All inpatients with hyperglycemia should have an A1c done in the last 3 months:
  • If <7%, home Rx is working well.
  • If 7-8%, consider changing the home Rx.
  • If >8%, it's time for a change.

Total Daily Dose

In terms of Total Daily Dose, will a patient need insulin at home?
  • If a patient requires >40 units/day of insulin on the day prior to discharge, they may require insulin at home (sometimes temporarily).
    1. Communicate the need for teaching at least one day prior to discharge.
    2. contact the patient's PCP to communicate the need for insulin therapy and arrange for close outpatient follow up.
  • New diagnosis Type 2 diabetes and patient on <40 units/day of insulin probably do not require insulin at home.
    1. Consider starting an insulin sensitizer (e.g., metformin, earily during the stay).
    2. For those requiring >2 units pre-meal insulin, consider a sulfonylurea.

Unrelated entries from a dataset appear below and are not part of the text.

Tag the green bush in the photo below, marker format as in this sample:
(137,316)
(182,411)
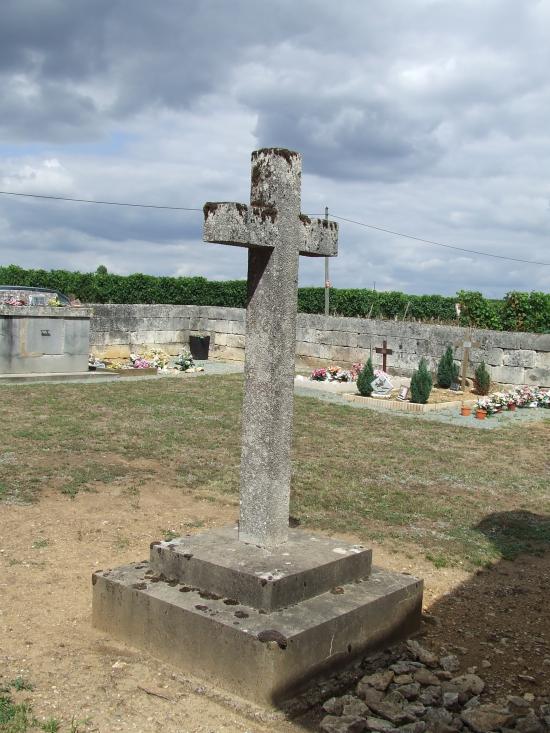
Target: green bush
(421,383)
(366,376)
(447,370)
(482,379)
(517,312)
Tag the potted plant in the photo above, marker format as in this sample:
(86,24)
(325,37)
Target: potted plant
(484,407)
(199,345)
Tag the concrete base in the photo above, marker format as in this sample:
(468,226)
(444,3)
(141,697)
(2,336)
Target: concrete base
(234,643)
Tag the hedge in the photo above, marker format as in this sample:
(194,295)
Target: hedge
(516,312)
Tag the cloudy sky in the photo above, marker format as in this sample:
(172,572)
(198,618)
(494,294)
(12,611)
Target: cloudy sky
(428,117)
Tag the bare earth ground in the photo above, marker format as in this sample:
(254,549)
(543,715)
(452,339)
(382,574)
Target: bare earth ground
(45,621)
(500,616)
(496,618)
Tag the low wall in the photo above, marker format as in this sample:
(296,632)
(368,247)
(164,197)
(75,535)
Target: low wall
(512,358)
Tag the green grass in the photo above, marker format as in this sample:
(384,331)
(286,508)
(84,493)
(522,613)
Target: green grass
(18,717)
(447,493)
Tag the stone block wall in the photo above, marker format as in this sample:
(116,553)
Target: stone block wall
(512,358)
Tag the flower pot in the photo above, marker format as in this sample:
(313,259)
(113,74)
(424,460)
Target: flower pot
(199,346)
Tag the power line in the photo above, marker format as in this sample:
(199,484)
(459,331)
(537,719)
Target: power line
(335,216)
(91,201)
(440,244)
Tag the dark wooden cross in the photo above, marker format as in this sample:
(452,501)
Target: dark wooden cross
(466,344)
(384,351)
(275,234)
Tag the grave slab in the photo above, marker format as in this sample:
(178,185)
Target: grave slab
(262,657)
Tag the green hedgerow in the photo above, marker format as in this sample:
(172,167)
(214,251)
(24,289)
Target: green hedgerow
(366,376)
(421,383)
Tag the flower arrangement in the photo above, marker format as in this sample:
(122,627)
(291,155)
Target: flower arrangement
(157,358)
(12,300)
(335,373)
(486,404)
(138,362)
(185,361)
(319,375)
(520,397)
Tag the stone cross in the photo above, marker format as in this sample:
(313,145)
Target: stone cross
(466,345)
(275,233)
(384,351)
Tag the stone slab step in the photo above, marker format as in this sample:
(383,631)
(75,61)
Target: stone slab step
(304,567)
(263,658)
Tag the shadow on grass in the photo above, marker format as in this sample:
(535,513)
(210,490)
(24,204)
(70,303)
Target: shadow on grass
(515,533)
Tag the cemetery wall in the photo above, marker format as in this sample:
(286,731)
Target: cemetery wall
(512,357)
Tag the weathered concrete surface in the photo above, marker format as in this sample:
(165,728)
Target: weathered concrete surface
(37,339)
(275,234)
(265,658)
(267,579)
(320,340)
(99,376)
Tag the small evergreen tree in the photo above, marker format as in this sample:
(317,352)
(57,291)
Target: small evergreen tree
(482,379)
(421,383)
(447,370)
(366,376)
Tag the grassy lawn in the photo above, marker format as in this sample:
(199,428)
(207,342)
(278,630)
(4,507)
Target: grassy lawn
(452,494)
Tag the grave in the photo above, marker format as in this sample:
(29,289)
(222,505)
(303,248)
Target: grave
(40,339)
(260,610)
(466,344)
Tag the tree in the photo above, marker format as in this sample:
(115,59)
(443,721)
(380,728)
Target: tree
(366,376)
(482,379)
(447,370)
(421,383)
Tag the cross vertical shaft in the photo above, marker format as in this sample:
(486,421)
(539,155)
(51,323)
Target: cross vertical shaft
(276,234)
(269,357)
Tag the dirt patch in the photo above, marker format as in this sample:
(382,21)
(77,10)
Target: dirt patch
(49,550)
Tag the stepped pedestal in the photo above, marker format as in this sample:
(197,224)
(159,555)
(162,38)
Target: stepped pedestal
(259,623)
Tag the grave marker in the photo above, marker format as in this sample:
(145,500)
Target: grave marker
(385,352)
(466,344)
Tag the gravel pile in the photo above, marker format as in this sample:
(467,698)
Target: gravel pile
(418,691)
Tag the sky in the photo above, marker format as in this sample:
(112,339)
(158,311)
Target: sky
(425,117)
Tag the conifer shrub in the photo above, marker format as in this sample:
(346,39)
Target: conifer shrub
(447,370)
(366,376)
(421,383)
(482,379)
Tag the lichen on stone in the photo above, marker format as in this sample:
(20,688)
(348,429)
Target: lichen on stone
(209,208)
(288,155)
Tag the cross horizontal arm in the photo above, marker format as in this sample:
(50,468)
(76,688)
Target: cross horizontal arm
(257,226)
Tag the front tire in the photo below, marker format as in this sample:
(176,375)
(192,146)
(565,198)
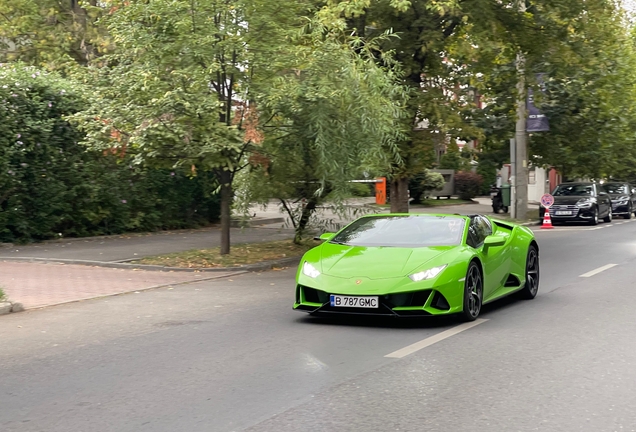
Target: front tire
(531,286)
(473,293)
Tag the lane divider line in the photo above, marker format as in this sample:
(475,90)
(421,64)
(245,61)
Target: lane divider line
(598,270)
(403,352)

    3. One day prior to anticipated discharge discontinue the pre-meal insulin and add a sulfonylurea to test the patient's response to the drug.
    4. If good responce, discharge patient on both sulfonylurea and an insulin sensitizer.
  • For any patient new to insulin therapy, please notify the patient's PCP prior to discharge. Arrange for close outpatient follow-up.